Spatial and Temporal Design
Quantifying ecological processes over time and large spatial extents requires a complex spatiotemporal sampling design. To characterize ecological change and uniquely support studies that link individual local measurements to site-level and continental-scale questions about ecological change, the Observatory:
- Strategically locates sites across the U.S. to capture variability in ecological and climatological conditions;
- Monitors and records conditions at varying time scales from multiple data points per second to multiple data points per year;
- Calculates statistics and uncertainties for wider time ranges, such as 30-minute, daily, monthly, and yearly;
- Coordinates local measurements in the field with high-resolution airborne remote sensing data, which may be further integrated with datasets generated by other researchers or scientific organizations; and
- Provides resources, such as collection and processing protocols as well as code resources, for the ecological community to take comparable measurements and samples, and integrate observations and datasets independently.
Read the 2011 Science Strategy document
Scalable Design: Local to National
NEON’s ecoclimatic Domain approach strategically determined site locations representative of ecological and climatological conditions.
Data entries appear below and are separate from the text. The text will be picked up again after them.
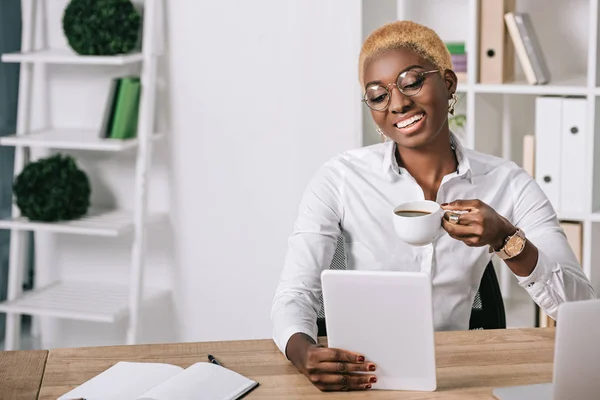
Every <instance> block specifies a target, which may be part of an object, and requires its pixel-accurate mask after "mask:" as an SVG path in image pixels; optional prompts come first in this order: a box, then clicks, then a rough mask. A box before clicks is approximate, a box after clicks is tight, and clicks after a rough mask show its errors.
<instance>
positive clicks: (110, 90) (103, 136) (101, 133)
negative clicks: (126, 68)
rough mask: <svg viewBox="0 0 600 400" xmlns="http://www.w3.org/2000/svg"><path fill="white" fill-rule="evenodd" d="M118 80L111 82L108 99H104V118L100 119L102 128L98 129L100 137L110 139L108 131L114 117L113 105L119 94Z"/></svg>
mask: <svg viewBox="0 0 600 400" xmlns="http://www.w3.org/2000/svg"><path fill="white" fill-rule="evenodd" d="M120 84H121V79H120V78H114V79H112V80H111V83H110V89H109V91H108V98H107V99H106V107H105V108H104V117H103V118H102V127H100V137H101V138H108V137H110V129H111V127H112V122H113V117H114V115H115V103H116V102H117V94H118V93H119V86H120Z"/></svg>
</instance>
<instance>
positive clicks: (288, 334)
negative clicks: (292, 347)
mask: <svg viewBox="0 0 600 400" xmlns="http://www.w3.org/2000/svg"><path fill="white" fill-rule="evenodd" d="M296 333H304V334H306V335H308V336H310V337H311V338H312V339H313V340H314V341H315V343H317V332H316V327H315V329H313V328H311V327H306V326H302V325H297V326H291V327H289V328H288V329H286V330H285V331H283V333H282V334H281V335H278V337H276V338H274V340H275V344H276V345H277V347H278V348H279V350H280V351H281V352H282V353H283V355H284V356H285V358H287V359H288V360H289V358H288V356H287V354H286V351H285V350H286V348H287V344H288V341H289V340H290V338H291V337H292V336H293V335H294V334H296Z"/></svg>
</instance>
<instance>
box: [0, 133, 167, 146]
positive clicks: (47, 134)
mask: <svg viewBox="0 0 600 400" xmlns="http://www.w3.org/2000/svg"><path fill="white" fill-rule="evenodd" d="M163 137H164V135H163V134H154V135H153V136H152V139H153V140H159V139H162V138H163ZM0 145H2V146H28V147H43V148H54V149H73V150H96V151H124V150H128V149H131V148H135V147H137V145H138V139H137V138H135V139H127V140H122V139H103V138H100V137H98V133H97V132H93V131H81V130H74V129H72V130H69V129H64V130H44V131H39V132H32V133H28V134H24V135H10V136H4V137H1V138H0Z"/></svg>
NEON statistically partitioned the continental U.S., Hawaii, and Puerto Rico into 20 ecoclimatic Domains that represent distinct regions of vegetation, landforms, and ecosystem dynamics to capture the full range of U.S. ecological and climatic diversity. In each Domain, NEON collects data about plants, animals, soil, nutrients, freshwater, and the atmosphere using sensor measurements and field observations.
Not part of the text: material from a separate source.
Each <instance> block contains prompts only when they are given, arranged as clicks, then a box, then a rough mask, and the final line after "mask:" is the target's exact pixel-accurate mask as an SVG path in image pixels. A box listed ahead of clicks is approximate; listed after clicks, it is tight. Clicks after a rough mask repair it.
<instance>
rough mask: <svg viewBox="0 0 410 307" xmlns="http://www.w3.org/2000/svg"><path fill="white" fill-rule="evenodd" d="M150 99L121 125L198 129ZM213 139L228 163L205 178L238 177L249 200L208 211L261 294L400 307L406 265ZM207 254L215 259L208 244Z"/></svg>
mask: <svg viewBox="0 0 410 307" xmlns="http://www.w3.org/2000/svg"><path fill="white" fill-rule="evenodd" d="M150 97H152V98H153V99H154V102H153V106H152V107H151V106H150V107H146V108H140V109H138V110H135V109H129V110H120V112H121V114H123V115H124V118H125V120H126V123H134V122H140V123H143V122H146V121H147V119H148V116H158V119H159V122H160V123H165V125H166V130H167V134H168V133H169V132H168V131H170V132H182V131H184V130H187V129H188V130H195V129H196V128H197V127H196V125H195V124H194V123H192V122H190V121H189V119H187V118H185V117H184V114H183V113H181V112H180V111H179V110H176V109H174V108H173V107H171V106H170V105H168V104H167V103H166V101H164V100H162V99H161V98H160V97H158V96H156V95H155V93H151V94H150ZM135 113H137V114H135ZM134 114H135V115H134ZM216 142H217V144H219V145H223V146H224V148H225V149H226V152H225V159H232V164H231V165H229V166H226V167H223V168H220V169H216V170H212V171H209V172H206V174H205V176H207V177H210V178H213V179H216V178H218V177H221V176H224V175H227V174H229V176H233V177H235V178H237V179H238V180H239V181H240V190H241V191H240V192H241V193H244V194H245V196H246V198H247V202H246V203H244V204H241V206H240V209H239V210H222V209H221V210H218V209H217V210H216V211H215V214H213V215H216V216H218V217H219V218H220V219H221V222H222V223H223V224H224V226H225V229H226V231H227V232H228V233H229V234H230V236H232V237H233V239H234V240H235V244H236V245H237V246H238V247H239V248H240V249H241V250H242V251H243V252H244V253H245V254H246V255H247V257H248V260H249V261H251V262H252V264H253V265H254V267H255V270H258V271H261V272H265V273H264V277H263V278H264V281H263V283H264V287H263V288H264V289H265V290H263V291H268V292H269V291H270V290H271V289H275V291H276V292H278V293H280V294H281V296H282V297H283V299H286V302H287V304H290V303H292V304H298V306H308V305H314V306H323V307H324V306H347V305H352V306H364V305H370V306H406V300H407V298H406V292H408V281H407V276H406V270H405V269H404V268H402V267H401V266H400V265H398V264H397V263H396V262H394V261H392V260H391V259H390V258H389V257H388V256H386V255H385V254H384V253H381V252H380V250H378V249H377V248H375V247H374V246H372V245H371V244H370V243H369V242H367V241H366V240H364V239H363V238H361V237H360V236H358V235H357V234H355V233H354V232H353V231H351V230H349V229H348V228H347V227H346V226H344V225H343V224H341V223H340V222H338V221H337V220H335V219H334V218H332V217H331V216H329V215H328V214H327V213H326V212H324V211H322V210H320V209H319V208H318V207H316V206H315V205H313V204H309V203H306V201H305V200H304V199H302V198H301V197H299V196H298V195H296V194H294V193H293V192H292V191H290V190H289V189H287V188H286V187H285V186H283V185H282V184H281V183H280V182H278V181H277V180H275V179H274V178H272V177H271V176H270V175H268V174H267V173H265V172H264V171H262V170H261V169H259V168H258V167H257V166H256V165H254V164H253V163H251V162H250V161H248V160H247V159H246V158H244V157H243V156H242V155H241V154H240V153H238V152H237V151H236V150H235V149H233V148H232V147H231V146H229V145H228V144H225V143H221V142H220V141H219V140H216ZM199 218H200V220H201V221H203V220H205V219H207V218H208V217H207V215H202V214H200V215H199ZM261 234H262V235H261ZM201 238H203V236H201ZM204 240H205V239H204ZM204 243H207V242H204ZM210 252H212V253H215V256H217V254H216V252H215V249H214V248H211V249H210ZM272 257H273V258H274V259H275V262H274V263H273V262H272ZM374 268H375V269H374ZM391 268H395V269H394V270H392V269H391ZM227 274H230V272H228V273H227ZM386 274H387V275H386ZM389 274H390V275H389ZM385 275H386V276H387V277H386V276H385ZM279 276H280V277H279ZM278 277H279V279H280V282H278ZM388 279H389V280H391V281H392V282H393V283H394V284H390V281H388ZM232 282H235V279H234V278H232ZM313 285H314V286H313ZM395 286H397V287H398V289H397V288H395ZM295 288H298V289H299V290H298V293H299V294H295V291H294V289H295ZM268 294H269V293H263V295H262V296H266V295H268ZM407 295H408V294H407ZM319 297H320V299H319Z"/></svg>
NEON field-based measurements provide detailed information that characterizes local, site-level change. Airborne data combined with site-level data capture contiguous site-level information and can be combined with existing satellite data to support regional to continental characterization of ecological processes.
Airborne remote sensing data
NEON uses sensors mounted on an airplane to collect data that characterizes ecological conditions continuously over the entire area of its field sites. These airborne data, combined with site-level measurements that often represent smaller plots, are used to estimate vegetation height, density, health, and even leaf chemistry across entire NEON sites and regions. These site-level NEON data products support the study of ecological change across disparate ecosystems throughout the U.S.
Measurements at multiple scales
Scaling information from NEON sites to the continental U.S., Hawaii, and Puerto Rico presents considerable challenges that must be addressed through systematic sampling within a framework of multi-scaled observations, analysis, and modeling. NEON provides opportunities to integrate local to continental-scale measurements that characterize ecological change. For example, NEON 1) measures individual trees at sites and 2) collects remote sensing data that characterize trees and forests over multiple sites. Scientists can integrate these measurements with existing nationwide datasets, such as satellite derived land cover data. Combined, these data provide a more integrated view of carbon flux and vegetation cover over time.
Field-based measurements
At each site, NEON collects biological, chemical, and physical measurements and samples using manual field measurements and calibrated sensors. NEON produces data products that characterize site-level conditions at varying spatial and temporal resolutions. For example, field technicians collect vegetation data that identifies individual tree species and measures vegetation height and density within particular plots. Collected over time, this information can be used to track changes in vegetation structure and composition. NEON site-level observations also offer direct measurements of the ecosystem exchange of energy, water, and carbon at small spatial scales. Site-level estimates of water and carbon fluxes drive models that characterize and predict the responses of global biogeochemical cycles to changing climate and land cover.